O jovem olhava para o clareamento e pensando no Nhãmãndú, o irmão Sol, evocava a sua presença para o fortalecimento das Marias. Entrou nos labirintos de branco para responder o chamado da Maria — Ela está muito nervosa e grita pelo senhor, na força toda do pulmão. — o pai futuroso levava escondido nos lábios um suave assovio, para disfarçar os nervos que estavam todos atacados. Olhava com olhos de patrão para o relógio, o serviço da empilhadeira não ia esperar pelo nascimento do filho e outro haveria de assentar na sua cadeira de amontoar. Não tinha o que fazer, sabia que precisava ir para o emprego — Onde posso lavar as mãos?
—        Não há necessidade, é só tempo da mãezinha se acalmar.
—        Mas eu gostaria... — Tá bem, venha por aqui. — entra por outra sala de vidros. Passa por um corredor cheio de pequenos quartinhos, fechados por cortinas. Lá de dentro ouve gemidos e imploração de socorro. Atravessa outra porta e vê a sua Maria deitada. Ela tem as vontades de gritar, e grita — Onde tu tava, Manualdo? — ele pede que se acalme, aquele berreiro estava assustando o menino.
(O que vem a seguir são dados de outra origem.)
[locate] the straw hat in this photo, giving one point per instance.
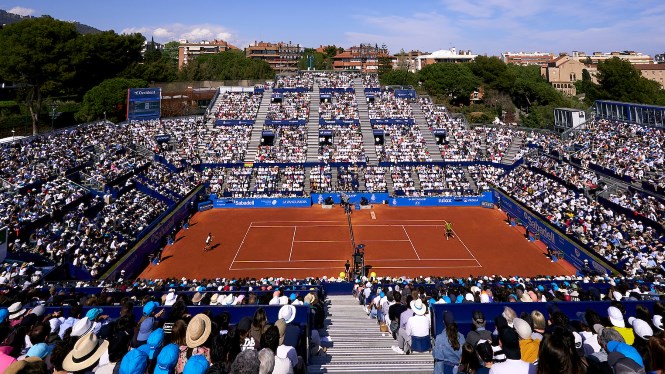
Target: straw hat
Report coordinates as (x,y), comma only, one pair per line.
(198,330)
(87,350)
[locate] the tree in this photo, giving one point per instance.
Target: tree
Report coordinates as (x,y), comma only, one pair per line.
(103,56)
(455,81)
(36,53)
(108,97)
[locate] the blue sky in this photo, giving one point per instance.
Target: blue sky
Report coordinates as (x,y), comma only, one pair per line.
(483,26)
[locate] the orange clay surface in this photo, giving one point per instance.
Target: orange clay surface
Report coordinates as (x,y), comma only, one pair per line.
(302,242)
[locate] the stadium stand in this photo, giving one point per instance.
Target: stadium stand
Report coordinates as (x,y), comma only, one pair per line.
(82,198)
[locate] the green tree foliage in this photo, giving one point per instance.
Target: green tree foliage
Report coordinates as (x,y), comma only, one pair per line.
(454,81)
(36,53)
(108,97)
(320,62)
(104,55)
(229,65)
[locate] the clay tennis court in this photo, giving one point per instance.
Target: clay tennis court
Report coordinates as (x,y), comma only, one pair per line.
(301,242)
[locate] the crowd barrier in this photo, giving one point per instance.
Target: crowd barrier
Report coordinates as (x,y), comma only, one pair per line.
(136,258)
(463,311)
(329,90)
(286,122)
(482,200)
(346,122)
(234,122)
(392,121)
(262,202)
(574,253)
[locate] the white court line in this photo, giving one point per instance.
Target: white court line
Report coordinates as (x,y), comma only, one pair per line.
(412,246)
(346,241)
(293,241)
(240,246)
(374,267)
(465,247)
(377,260)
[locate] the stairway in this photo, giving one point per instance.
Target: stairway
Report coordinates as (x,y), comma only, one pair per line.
(365,126)
(357,346)
(313,125)
(472,182)
(430,142)
(255,138)
(514,148)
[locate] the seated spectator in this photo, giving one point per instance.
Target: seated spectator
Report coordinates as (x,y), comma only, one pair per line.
(447,350)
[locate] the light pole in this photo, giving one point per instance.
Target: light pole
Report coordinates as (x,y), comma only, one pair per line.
(54,114)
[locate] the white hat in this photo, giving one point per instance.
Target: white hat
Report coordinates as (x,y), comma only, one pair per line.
(287,312)
(82,327)
(658,322)
(16,310)
(616,317)
(170,299)
(641,328)
(418,307)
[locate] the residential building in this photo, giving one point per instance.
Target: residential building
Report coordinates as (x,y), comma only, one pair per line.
(654,72)
(660,58)
(187,51)
(526,59)
(596,57)
(282,57)
(408,60)
(563,71)
(364,58)
(444,55)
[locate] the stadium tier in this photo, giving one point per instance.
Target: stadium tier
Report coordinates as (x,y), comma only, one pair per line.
(100,217)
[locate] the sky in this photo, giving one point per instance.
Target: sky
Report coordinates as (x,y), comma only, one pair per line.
(486,27)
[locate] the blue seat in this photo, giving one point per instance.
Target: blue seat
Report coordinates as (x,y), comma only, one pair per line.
(421,344)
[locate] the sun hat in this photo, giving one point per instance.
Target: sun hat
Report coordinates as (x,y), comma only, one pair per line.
(522,328)
(149,307)
(87,350)
(641,328)
(135,361)
(40,350)
(167,359)
(287,313)
(418,307)
(94,313)
(281,327)
(16,310)
(616,317)
(198,330)
(82,327)
(196,364)
(145,329)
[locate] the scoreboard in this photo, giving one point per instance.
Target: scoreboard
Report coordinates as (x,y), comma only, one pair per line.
(144,103)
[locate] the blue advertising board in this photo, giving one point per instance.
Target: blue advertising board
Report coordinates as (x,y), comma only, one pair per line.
(442,200)
(144,103)
(573,253)
(286,122)
(354,197)
(234,122)
(346,122)
(262,202)
(392,121)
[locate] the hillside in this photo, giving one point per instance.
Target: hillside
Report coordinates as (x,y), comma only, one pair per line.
(7,18)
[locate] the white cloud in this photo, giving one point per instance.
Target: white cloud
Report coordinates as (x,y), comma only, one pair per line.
(193,33)
(21,11)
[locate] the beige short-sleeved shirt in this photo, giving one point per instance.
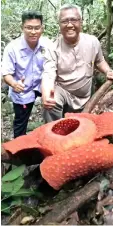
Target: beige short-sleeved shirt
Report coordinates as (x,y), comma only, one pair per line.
(72,67)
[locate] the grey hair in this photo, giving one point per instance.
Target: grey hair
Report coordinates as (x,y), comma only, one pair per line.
(69,6)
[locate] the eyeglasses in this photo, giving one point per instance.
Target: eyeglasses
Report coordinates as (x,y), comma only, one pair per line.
(70,20)
(30,28)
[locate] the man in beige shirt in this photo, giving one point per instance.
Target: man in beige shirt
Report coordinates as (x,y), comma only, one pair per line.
(69,66)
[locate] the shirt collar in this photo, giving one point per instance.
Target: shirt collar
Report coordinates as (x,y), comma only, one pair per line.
(24,44)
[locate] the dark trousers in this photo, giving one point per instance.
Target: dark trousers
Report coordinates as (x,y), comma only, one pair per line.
(22,114)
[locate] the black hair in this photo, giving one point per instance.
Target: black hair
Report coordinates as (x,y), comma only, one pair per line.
(30,15)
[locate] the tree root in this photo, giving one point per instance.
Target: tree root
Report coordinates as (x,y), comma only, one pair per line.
(97,96)
(62,210)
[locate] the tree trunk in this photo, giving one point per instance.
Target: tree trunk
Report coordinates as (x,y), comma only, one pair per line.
(109,25)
Ela obedece e ouvem o silêncio. Pela primeira vez, desde que chegaram, estão juntos
—        Acho que deixam ver o nascimento do teu filho. — Isso... não vão deixar.
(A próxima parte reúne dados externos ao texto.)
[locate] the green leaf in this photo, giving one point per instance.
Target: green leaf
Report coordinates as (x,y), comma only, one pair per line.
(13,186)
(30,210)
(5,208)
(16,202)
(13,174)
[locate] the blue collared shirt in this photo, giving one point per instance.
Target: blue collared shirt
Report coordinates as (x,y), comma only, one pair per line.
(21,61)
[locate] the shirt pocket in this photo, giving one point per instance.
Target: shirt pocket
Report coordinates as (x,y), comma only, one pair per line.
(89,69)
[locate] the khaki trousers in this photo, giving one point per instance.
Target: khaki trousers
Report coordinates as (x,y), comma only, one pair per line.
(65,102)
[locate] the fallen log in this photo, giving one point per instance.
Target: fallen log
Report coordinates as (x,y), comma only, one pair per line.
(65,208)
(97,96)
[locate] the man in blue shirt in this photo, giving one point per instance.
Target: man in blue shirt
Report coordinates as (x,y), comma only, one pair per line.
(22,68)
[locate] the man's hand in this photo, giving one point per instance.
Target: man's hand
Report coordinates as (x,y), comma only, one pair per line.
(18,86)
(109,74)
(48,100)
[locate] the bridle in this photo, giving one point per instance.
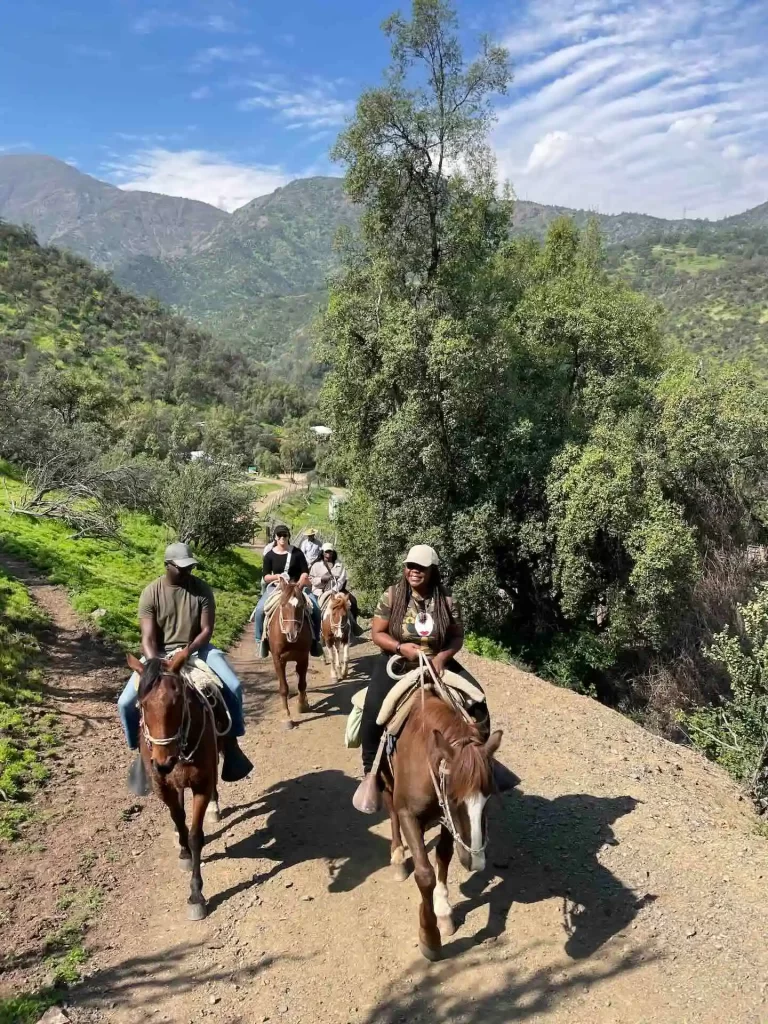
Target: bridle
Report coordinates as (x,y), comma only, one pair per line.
(440,782)
(181,736)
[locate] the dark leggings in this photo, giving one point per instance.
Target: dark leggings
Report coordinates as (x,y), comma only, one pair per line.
(378,688)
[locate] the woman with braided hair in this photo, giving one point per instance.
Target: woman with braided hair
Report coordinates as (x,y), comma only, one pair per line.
(417,615)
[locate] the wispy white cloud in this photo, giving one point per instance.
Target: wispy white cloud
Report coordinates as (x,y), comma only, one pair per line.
(654,105)
(161,17)
(210,177)
(314,105)
(224,54)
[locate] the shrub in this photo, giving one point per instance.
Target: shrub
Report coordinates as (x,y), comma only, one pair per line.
(207,506)
(734,731)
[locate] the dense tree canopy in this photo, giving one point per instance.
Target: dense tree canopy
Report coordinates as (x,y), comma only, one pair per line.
(510,402)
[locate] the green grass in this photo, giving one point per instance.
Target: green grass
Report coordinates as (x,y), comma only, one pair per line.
(65,953)
(686,258)
(111,573)
(27,733)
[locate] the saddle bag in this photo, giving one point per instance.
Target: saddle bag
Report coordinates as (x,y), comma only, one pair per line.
(352,738)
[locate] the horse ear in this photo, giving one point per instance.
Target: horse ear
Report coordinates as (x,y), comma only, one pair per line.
(494,742)
(133,663)
(175,663)
(443,747)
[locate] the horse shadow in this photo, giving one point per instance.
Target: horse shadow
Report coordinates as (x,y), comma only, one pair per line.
(308,817)
(542,848)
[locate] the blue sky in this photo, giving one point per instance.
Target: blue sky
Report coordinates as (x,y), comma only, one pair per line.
(658,105)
—        Me sinto melhor assim... juntos.
—        Por enquanto eu vou ficando, amorzinho. — ele necessitava ficar por ali mais que a Cariciosa precisava dele. Todo nascimento deveria ser com o pai e a mãe juntos, esperando e fazendo nascer — Não tem mais ninguém? — Foram para o lanche.
—        Não se preocupe, o doutor do plantão disse que está tudo no controle.
—        Isso é enganação... ninguém veio me ver, nem médico nem padre.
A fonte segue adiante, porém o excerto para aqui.